JOHNSON CITY, TN (WJHL) – After learning Thursday repairs to Boone Dam to fix a sediment seepage problem would take five to seven years, News Channel 11 decided to dig deeper to see if any other dams had experienced similar problems.
The quick answer? Yes.
One of those dams is Center Hill Dam, near Smithville in Middle Tennessee.
According to a U.S. Army Corps of Engineers- Nashville District website, engineers are currently implementing an 11-year plan to address foundation seepage issues similar to that of Boone Dam.
Center Hill’s rehabilitation project started in 2008 and is expected to be completed in 2019.
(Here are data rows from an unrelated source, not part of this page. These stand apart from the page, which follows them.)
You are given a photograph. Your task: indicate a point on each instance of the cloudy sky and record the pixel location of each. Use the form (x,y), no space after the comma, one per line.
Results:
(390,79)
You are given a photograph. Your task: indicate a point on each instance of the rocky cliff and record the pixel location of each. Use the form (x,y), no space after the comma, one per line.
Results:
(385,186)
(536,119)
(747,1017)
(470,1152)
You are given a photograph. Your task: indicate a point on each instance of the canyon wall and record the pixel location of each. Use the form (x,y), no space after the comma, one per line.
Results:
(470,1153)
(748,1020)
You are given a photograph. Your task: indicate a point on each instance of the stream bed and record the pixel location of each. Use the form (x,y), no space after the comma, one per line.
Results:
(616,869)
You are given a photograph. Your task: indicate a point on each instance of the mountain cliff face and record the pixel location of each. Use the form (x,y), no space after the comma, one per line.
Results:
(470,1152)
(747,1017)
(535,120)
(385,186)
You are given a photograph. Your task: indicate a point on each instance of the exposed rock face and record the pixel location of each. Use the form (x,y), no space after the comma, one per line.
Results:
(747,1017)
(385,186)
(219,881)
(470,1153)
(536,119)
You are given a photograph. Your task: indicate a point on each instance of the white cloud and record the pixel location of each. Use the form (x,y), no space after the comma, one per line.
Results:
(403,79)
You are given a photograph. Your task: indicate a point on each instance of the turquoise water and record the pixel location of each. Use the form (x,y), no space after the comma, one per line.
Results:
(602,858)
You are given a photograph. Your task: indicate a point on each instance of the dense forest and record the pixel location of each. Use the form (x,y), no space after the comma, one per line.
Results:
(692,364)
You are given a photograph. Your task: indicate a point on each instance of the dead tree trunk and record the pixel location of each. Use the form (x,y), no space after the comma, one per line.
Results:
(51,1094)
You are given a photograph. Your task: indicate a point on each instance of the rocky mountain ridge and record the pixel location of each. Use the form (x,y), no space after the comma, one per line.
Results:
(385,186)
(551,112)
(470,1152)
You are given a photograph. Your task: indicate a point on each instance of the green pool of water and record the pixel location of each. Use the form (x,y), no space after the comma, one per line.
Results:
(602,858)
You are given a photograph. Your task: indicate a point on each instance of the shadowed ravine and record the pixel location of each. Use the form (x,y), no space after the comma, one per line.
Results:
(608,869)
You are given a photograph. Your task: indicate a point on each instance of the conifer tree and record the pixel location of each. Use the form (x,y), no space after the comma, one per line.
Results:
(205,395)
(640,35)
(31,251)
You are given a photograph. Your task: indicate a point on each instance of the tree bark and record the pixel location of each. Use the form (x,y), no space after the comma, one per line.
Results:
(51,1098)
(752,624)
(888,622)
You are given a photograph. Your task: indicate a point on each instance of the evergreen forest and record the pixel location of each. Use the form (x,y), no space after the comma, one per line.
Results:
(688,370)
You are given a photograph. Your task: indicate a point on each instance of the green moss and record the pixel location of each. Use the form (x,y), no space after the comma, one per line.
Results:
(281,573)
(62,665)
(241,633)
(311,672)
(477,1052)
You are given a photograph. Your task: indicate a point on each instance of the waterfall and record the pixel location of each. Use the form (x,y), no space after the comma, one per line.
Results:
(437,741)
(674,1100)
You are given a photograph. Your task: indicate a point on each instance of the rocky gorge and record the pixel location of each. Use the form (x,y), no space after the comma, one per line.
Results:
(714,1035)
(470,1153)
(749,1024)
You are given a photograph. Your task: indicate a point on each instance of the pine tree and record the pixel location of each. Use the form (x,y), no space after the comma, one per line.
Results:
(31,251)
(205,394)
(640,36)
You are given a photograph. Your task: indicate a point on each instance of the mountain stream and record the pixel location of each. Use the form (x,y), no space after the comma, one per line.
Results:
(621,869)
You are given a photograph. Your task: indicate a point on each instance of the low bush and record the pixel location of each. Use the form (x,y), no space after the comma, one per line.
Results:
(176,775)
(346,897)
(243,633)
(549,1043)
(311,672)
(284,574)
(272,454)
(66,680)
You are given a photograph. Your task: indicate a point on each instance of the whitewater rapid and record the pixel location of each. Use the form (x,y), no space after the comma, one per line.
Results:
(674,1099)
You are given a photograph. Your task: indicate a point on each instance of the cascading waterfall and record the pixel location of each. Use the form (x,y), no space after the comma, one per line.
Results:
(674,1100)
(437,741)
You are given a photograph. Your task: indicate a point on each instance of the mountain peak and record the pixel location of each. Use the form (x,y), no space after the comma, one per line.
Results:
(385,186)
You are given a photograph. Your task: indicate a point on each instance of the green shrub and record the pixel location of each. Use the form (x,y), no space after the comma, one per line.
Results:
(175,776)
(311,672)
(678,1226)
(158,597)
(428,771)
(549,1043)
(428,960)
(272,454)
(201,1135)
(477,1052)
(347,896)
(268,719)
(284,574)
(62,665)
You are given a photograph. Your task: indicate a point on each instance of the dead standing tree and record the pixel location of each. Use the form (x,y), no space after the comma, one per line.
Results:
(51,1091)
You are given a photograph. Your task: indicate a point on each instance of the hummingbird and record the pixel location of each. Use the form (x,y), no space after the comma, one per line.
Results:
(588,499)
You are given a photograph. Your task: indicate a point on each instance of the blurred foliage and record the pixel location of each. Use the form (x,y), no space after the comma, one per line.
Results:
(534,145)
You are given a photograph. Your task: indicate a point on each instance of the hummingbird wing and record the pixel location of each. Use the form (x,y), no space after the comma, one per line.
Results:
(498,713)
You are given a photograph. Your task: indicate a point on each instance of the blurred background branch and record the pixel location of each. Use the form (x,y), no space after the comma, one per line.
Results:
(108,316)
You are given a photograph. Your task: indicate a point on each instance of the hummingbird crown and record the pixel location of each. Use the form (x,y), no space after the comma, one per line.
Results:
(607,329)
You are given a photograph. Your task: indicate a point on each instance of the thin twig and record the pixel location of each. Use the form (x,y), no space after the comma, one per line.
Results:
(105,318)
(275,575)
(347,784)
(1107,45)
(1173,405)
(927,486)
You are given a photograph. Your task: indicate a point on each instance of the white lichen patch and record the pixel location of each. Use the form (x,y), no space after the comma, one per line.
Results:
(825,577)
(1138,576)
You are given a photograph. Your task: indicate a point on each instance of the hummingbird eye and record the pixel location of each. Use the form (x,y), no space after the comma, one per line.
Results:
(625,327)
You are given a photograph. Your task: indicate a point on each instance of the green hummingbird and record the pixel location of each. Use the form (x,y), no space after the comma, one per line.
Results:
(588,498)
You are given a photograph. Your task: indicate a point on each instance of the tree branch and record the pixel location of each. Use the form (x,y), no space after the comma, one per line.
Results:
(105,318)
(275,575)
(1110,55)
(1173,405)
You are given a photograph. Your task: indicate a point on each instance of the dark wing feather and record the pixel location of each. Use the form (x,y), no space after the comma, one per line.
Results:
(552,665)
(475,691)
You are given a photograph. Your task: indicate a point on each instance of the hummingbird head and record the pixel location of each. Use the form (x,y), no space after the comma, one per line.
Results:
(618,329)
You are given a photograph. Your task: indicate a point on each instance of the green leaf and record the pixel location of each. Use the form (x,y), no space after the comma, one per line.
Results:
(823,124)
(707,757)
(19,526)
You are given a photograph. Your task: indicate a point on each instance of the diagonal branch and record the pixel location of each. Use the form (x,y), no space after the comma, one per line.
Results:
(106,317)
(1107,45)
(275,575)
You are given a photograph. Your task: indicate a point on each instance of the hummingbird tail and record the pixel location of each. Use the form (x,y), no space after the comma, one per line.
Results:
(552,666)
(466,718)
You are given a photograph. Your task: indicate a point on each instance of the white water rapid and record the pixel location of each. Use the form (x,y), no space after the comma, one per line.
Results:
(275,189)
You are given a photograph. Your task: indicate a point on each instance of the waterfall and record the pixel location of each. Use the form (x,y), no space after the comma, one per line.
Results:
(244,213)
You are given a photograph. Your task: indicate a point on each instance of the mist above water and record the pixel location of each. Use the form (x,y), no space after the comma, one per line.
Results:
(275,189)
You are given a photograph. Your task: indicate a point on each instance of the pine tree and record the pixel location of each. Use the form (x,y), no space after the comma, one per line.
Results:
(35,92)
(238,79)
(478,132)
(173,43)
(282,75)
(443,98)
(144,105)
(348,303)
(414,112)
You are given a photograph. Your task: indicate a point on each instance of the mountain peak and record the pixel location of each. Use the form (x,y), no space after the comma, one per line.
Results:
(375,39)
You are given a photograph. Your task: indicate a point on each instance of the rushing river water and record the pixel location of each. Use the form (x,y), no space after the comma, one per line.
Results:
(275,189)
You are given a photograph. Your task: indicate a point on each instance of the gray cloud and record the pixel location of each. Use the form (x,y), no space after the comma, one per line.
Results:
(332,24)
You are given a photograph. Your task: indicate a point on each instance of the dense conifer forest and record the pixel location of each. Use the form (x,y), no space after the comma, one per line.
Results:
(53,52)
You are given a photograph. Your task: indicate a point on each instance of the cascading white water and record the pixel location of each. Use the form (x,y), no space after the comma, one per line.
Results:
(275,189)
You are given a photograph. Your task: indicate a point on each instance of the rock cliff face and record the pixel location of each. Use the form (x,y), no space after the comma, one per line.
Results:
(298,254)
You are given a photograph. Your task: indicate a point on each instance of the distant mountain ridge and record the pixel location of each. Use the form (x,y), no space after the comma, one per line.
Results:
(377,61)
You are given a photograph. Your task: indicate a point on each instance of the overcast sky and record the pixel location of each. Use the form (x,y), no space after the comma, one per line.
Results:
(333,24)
Engineers first placed grout into the foundation rock beneath and beside the dam from 2008 to 2010, and then a barrier wall was built between 2012-2015.
According to the website, a concrete reinforcing berm — expected to be constructed 2016-2018 — will be placed downstream of the saddle dam.
A rehabilitation project at Wolf Creek Dam on the Cumberland River in south central Kentucky, which started in March 2006 to address seepage problems at the dam, was finished in March 2013 with the completion of a 4,000-foot-long barrier wall through the dam’s earthen embankment, according to U.S Army Corps of Engineers- Nashville District website.
Like Boone Dam, Wolf Creek made the decision to lower the lake levels in January 2007 to alleviate pressures on the dam, and water levels remained low until spring of 2013 when the barrier wall was finished.
According to the website, lake levels around Wolf Creek returned to historic levels in 2014.
TVA’s Tims Ford Dam and Bear Creek Dam in Alabama are two other dams that experienced seepage issues in the past, identified the source of the seepage and were repaired successfully.